マスクがコロナ感染を予防する効果は低く、医学的なコンセンサスではない
 9月18日、米バイデン大統領はコロナ収束を表明した。9月23日には、米疾病予防管理センター(CDC)が、医療従事者向けのコロナ対応ガイドラインを改定し、大流行地域以外を除き、医療受持者に一律にマスクを義務化する方針を撤廃している。米国では、病院内でさえマスクをしなくなった。

 このあたり、日本とは対照的だ。街中を歩くと、すれ違う人は皆、マスクをしている。筆者は、閉鎖空間以外はマスクを外しているが、周囲の人から白い目で見られることが多い。岸田総理は10月3日の臨時国会冒頭の所信表明演説で、「引き続き、屋外は原則不要」と訴えたが、国民には届いていないようだ。
 なぜ、こうなるのか。それは、多くの国民がマスクは感染予防に有効と考えているからだろう。尾身茂・コロナ対策分科会会長をはじめ、政府の専門家は、ことある毎にマスクの有効性を訴え、着用を呼び掛けてきた。専門家と、医学の素人である岸田総理の発言のどちらの方が、説得力があるかは言うまでもない。

 では、なぜ、世界の人々はマスクをつけないのだろうか。コロナを怖がっていないのだろうか。私は、マスクの予防効果についての定量的な議論の差が原因であると考えている。
 実は、マスクがコロナ感染を予防する効果は低く、かつ医学的なコンセンサスではない。今年2月、韓国のサムスンメディカルセンターの医師たちがコロナに対するマスクの効果を検証したメタ解析を『医療ウイルス学』誌で発表した。
 メタ解析とは、複数の臨床試験をまとめて解析することだ。臨床試験は、特定の集団に介入するため、環境や対象を変えれば、結果が再現されるとは限らない。異なる環境で実施された複数の臨床研究をまとめて解析してはじめて、その結果が一般化できる。臨床医学の世界では、メタ解析の結果は「最高レベルのエビデンス」と評価される。
 では、韓国の研究はどんな結果だったろうか。彼らは新型コロナに加え、同じコロナ属の重症急性呼吸器症候群(SARS)、中東呼吸器症候群(MERS)ウイルスに対するマスクの予防効果を併せて検証した。その際、医療従事者が着用するN95という特殊なマスクと、一般人が着用するサージカルマスクについて、別個に解析した。

 まずは医療従事者がN95マスクを着用した場合の効果だ。報告されている14の臨床研究をまとめると、感染リスクを71%も減らしていた。極めて有効だ。
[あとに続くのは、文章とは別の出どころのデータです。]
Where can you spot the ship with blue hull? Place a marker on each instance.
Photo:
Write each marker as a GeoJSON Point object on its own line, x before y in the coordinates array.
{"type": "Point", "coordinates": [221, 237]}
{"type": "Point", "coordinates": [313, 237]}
ただ、N95マスクは着用すれば息が苦しくなり、一般人が日常的に着用するのは難しい。
 サージカルマスクはどうか。医療従事者を対象とした12の臨床試験をまとめると31%、一般人を対象とした2つの臨床試験をまとめると22%感染のリスクを減らしていた。しかしながら、両方とも、その差は統計的に有意ではなかった。これは、研究で示された有効性は単なる偶然でも説明が可能で、医学的には効果は証明されていないことを意味する。
 ちなみに、この結果はインフルエンザに対するマスクの有効性を検証したメタ解析の結果とも同じだ。先行研究とも一致し、今回の研究結果は信頼できそうだ。以上の事実は、一般人がマスクをつけた場合の有効性は医学的に証明されておらず、もしあったとしても2割程度ということになる。

 コロナの感染経路はエアロゾルによる空気感染だ。屋外で感染することはまずなく、感染はもっぱら屋内で起こる。この結果は、屋内でマスクを装着しても、効果は限定的ということを意味する。
 だから、マスクは付けるべきでないと、私は主張するつもりはない。ただ、現在の医学的エビデンスに基づけば、嫌がる人に装着を無理強いする必要はないし、マスクを装着していない人が周囲にいても、そこまで気にする必要はないということはできる。
 ワクチン接種や実際の感染による免疫獲得が進んだ現在、大流行の最中は兎も角、現在のような収束期にはマスクの有用性は低いといっていい。だからこそ、冒頭にご紹介したCDCの提言へと繋がった。マスクの着用については、科学的な議論が必要である>(以上「MAG2」より引用)




 まず大きさを認識して頂きたい。武漢肺炎ウィルスは約0.1㎛(マイクロメートル=1/1,000mm)だ。それに対して不織布マスクの穴の大きさは約5㎛だ。つまりウィルスの50倍の大きさで、それは魚を掬うのに魚の50倍の大きさの網目の網を使っているのと同じ理屈だ。
 上 昌広氏(医療ガバナンス研究所理事長)は引用した論評でそうしたことを解説している。実に科学的な説明ではないか。ただマスクの着用に効果があるとすれば、呼吸やお喋りで飛沫が体外へ飛散するのを防ぐだけだ。

 ただ勘違いしてならないのは「コロナの感染経路はエアロゾルによる空気感染」という事実だ。感染した患者を隔離するのが感染拡大を防ぐ有効な手段であることに変わりない。この場合も、マスクは感染拡大を防ぐ手段としては殆ど役に立たない。
 不織布のマスクは毒ガスマスクではない。ウィルスが呼気と共に体内へ入るのを防御する効果は殆どない。しかしマスクを着けたい人は付ければよいが、マスクを着けない人がいても、それほど気にすることはない。

 問題とすべきは上氏は武漢肺炎が社会問題化した当初、テレビ出演して病理解説などをしていたが、ある時期を境にしてテレビ画面から消え去った。それは上氏が「検査と隔離」を感染の蔓延を防ぐ必須の手立てだと主張した頃からではなかったか。
 一日数十万人のPCR検査しか実施しないで、しかも感染患者を自宅待機とする措置では感染症を防げないのは当然だ。しかし、政府はそうした方法が有効であるかのように宣伝した。マスメディアも政府広報に協力して、上氏などのマトモな医療関係者をテレビから排除した。これが世論統制でなくして何だろうか。

 武漢肺炎の国内蔓延はインバウンドを感染予防よりも優先した安倍自公政権の初期対応の大失態だった。そして大量PCR検査を抑制した医療官僚たちが感染拡大を加速させた。そうした検証なくして、次に現れる新感染症に対応できるだろうか。政府の広報機関と化したマスメディアに猛省を促す。